2. As an exception to the provisions of Clause (1) of this Article, the liquidator may nullify, suspend or decline to execute any of the transactions contained therein, where there is a clear and convincing evidence that the Insolvent Party has carried out those transactions with the intent to hinder, delay or defraud any party to whom the Insolvent Party was indebted, or became indebted, during or after the date of carrying out those transactions.
Article (14) Prohibition to Restrict, Suspend, or Delay Enforcement of Provisions of Netting Agreements
The implementation of a Netting Agreement enforceable in accordance with the provisions of Articles (9) and (10) of this Decree-Law may not be restricted, suspended or delayed by means of stay of execution procedures or any other procedures or orders.
Article (15) Realization and Liquidation of Collateral
1. In a Title Transfer Collateral Arrangement based on the transfer of title to Collateral by outright transfer, the transfer of the title to the relevant Collateral shall be effective as a transfer of title to the relevant Collateral in accordance with the terms of the Title Transfer Collateral Arrangement and such transfer shall not be characterized as creating a security arrangement.
2. The realization, appropriation or liquidation of the collateral and the enforcement of any collateral arrangement shall be effected without prior notice to, or consent of, any party, person or entity, if:
a. The parties do not agree otherwise.
b. Legislations in force in the State requiring the sale, appropriation or liquidation of the collateral to be effected in a commercially reasonable manner.

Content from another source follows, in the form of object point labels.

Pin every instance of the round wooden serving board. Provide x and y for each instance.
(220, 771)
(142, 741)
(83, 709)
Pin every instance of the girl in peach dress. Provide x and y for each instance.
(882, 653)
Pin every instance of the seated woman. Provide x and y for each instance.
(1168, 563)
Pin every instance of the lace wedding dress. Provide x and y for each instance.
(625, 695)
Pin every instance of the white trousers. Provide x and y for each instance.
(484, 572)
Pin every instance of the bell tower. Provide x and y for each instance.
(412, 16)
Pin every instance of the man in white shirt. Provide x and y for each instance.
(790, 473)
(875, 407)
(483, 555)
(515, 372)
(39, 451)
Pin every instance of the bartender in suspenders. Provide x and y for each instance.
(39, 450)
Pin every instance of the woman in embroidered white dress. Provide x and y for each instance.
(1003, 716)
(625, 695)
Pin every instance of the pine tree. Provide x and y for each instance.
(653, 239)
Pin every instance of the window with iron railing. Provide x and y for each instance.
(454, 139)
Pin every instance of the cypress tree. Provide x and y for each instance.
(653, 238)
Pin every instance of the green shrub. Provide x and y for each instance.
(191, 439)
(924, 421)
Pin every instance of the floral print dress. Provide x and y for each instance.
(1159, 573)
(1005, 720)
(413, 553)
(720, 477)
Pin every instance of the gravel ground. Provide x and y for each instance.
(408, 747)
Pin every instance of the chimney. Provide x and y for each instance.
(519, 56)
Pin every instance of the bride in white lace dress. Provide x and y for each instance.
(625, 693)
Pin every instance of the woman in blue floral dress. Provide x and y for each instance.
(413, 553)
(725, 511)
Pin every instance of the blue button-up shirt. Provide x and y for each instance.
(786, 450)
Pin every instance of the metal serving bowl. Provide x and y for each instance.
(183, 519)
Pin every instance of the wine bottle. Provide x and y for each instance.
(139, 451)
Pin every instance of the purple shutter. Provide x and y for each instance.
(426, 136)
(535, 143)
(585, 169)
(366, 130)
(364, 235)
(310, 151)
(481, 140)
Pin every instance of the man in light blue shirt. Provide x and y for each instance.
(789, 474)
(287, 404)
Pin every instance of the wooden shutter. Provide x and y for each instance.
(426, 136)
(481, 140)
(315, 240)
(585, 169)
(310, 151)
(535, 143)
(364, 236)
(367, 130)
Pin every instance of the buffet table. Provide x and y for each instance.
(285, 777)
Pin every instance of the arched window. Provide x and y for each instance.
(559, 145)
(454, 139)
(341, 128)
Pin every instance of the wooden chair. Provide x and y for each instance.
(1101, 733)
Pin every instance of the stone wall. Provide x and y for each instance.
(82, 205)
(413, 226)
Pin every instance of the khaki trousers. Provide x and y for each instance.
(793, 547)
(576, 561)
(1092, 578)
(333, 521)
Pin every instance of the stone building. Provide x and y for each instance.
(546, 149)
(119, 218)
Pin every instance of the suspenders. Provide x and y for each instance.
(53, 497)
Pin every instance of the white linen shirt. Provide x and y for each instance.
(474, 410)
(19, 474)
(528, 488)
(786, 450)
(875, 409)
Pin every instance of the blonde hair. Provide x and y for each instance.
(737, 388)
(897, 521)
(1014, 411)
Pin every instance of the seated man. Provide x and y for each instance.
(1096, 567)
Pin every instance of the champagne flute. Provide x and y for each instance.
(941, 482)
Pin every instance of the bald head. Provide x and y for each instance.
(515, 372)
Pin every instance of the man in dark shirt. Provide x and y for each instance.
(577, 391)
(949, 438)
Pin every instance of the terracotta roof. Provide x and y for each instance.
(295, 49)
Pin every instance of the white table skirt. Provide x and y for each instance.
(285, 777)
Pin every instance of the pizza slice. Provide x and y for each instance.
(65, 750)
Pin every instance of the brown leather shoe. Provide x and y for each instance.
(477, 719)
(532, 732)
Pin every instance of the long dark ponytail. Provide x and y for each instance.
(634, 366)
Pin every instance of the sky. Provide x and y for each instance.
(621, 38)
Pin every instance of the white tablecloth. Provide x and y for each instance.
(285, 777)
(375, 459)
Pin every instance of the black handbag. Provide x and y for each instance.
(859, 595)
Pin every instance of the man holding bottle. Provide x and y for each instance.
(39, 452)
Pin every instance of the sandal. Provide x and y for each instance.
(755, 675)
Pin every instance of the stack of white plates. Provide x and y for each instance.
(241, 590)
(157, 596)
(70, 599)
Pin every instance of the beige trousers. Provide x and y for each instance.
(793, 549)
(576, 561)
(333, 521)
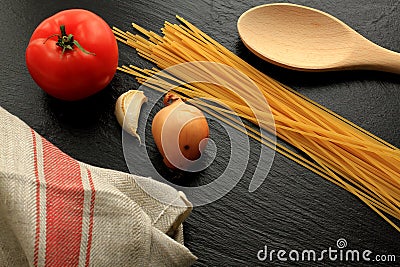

Article (16) Enforceability of a Multi-Branch Netting Agreement in an Insolvency of a Foreign Party's Branch
1. In relation to a multi-branch Netting Agreement, the liability of the insolvent foreign party, or the liability of the liquidator of an insolvent foreign party, shall be calculated in accordance with the applicable insolvency and bankruptcy procedures in the State, from the date of termination of the Qualified Financial Contracts to which the multi-branch Netting Agreement applies, and the right of the non-insolvent party to receive payments shall be restricted in any of the following cases:
a. the Insolvent Foreign Party’s obligation to pay the net amount due.
b. the Insolvent Foreign Party’s branch’s obligation to pay the net amount due, whichever is less.
2. Any amount of the liability referred to in paragraph (1) of this Article that has been paid to, or received by, the Non-Insolvent party in respect of the Insolvent Foreign Party’s liability to pay the net amount due under the multi-branch Netting Agreement, which, if added to its liquidator’s liability, exceeds the Insolvent Foreign Party’s obligation to pay the net amount due in accordance with the provisions of this Article, shall be deducted.
3. The liability of the liquidator of the Insolvent Foreign Party branch to the Non-Insolvent Party under a Multi-Branch Netting Agreement shall be reduced by deducting the fair market value of the collateral securing or supporting the insolvent foreign party’s liabilities or the value of any proceeds from such collateral, which were executed to satisfy the Insolvent Foreign Party’s liabilities to the Non-Insolvent Party under such agreement.
4. The insolvent Foreign Party's rights to receive payment based on payments made in accordance with its Insolvency and Bankruptcy Proceedings in other jurisdictions shall be limited as follows:
a. The liability of the Non- Insolvent Party shall be reduced by deducting any amount otherwise paid to or received by the Liquidator or any other liquidator or receiver of the insolvent Foreign Party in its Home Country or any other country in respect of the insolvent Foreign Party Net Payment Entitlement pursuant to such Multi-Branch Netting Agreement, which if added to the liability of the Insolvent under this Article would exceed the non-insolvent Foreign Party Net Payment Entitlement.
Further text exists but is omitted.